Rating: 0.5 out of 5
Written by Manoj Kumar R | Bengaluru |
November 24, 2016 3:59:01 pm
A still from Kavalai Vendam ,latest romantic-comedy film in Tamil A still from Kavalai Vendam ,latest romantic-comedy film in Tamil

Kavalai Vendam movie cast: Jiiva, Kajal Aggarwal, Bobby Simha

Kavalai Vendam movie director: Deekay

Actor Jiiva’s new film Kavalai Vendam was supposed to be a new-age romantic comedy. Instead, it is a case study for how to make a regressive film in this genre and exposes the failure of its director to go beyond the obvious. Most of the filmmakers want to stick to tried and tested as they are weary that their films will not be appreciated by a large number of audience. And Kavalai Vendam also seems to suffer from the same flawed conviction.

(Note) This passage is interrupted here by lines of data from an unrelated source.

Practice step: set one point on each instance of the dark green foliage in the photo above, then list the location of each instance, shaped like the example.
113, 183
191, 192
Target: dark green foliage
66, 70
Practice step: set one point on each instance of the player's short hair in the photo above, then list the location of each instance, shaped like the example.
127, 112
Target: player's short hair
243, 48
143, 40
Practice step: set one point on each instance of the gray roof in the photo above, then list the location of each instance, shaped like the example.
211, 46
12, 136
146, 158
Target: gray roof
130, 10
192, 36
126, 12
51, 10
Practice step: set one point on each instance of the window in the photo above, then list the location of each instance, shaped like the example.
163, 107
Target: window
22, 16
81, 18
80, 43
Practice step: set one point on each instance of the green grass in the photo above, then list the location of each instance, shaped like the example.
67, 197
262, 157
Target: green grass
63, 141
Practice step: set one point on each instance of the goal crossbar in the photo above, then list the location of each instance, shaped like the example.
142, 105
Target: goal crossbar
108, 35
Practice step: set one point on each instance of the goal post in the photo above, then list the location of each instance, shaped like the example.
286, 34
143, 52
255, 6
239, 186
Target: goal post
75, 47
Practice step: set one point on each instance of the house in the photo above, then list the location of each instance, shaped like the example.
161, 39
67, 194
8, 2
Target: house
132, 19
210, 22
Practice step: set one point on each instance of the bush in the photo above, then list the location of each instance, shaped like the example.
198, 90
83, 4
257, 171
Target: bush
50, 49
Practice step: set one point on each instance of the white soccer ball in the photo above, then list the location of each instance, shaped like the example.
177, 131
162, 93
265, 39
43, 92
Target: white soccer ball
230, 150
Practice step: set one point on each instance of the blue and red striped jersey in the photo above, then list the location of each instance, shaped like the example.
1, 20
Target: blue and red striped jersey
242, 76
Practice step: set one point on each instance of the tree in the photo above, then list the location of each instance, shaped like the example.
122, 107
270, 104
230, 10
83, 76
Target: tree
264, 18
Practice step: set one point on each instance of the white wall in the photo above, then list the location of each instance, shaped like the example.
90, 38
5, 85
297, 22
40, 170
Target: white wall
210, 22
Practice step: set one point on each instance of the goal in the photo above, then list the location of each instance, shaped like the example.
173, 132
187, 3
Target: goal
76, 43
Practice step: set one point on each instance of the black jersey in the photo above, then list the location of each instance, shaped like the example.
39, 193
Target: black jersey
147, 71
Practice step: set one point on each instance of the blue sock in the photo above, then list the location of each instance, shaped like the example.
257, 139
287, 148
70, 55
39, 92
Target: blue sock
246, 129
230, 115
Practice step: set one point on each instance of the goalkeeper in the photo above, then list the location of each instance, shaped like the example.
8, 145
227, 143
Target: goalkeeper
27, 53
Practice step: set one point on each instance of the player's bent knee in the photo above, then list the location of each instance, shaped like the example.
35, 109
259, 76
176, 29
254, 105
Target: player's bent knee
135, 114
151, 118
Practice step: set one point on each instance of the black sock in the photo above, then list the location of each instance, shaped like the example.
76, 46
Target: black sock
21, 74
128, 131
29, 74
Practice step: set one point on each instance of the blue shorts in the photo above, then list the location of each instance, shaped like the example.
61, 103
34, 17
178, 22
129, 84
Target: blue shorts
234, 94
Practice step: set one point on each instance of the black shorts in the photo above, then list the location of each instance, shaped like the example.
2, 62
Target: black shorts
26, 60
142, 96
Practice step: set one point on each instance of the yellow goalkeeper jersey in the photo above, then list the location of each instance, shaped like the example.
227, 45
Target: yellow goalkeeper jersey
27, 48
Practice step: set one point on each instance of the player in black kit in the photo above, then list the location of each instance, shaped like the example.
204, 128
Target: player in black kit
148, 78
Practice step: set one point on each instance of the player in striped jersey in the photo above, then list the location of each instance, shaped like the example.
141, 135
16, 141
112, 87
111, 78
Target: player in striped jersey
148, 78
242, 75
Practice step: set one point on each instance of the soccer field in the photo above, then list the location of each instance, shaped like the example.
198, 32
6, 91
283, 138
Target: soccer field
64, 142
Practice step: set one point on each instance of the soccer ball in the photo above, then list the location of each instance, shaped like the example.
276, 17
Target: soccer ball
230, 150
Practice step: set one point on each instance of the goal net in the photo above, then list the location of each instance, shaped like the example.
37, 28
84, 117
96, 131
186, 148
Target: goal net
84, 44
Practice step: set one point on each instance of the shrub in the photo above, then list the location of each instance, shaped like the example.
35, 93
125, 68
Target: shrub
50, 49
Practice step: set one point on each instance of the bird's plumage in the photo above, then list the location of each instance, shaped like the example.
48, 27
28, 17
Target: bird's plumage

Jiiva’s 2009 film Siva Manasula Sakthi was a game-changer in the romantic comedy genre in Tamil film industry. An opposites-attract movie with interesting characters, it was smart and quirky. On the other hand, Kavalai Vendam comes as an anti-climax. Peppy music album and teasers of the film had set high expectations among the audience but the film falls flat.

Director Deekay’s film aims at generating comedy by objectifying women. His characters are so bad that they don’t have any relevance in the real world. The lead actors are so loosely written that audience will find it impossible to connect with them. A good romantic comedy should be funny and smart, and should make us empathise with the characters as they go through a gamut of emotions. But here, you feel sorry for yourself for picking this movie when there is so much you could have done with your time.

Aravind (played by Jiiva) is a flirt who falls in love and marries Divya (Kajal Aggarwal). They have an argument and Divya breaks up with Aravind near a liquor outlet. She returns to his life after a long time only to seek divorce from him. He takes a blank cheque from her and puts another condition for signing the divorce papers. He wants her to live with him in his house for a week and do all the wifely duties such as cooking and cleaning. She agrees to this and the film goes south from there.

In Kavalai Vendam, it is men who always call the shot. Even at the end, when Divya goes back to Aravind, she has to apologise for leaving him in the first place. Throughout the movie, the director tries to sell a terrible idea that no matter what happens, a girl should be with her husband, even if it is not what she wants. And just in case, if she decides to live her life on her own terms, the society will ensure that it will show what is her value as a “second hand.”

Bobby Simha, a brilliant actor, probably cried tears of blood while doing this film. His talents have been depressingly wasted to boost the hero’s masculinity. Kajal’s character is so weak that she has no clarity on what she want and she does not reflect the progressive thinking of girls of today. Jiiva’s character in this film is dumb. Period. A very misguided role. Period.


Kavalai Vendam is Tamil for ‘worry not’. But as an audience, you should. This film is absolutely not recommended.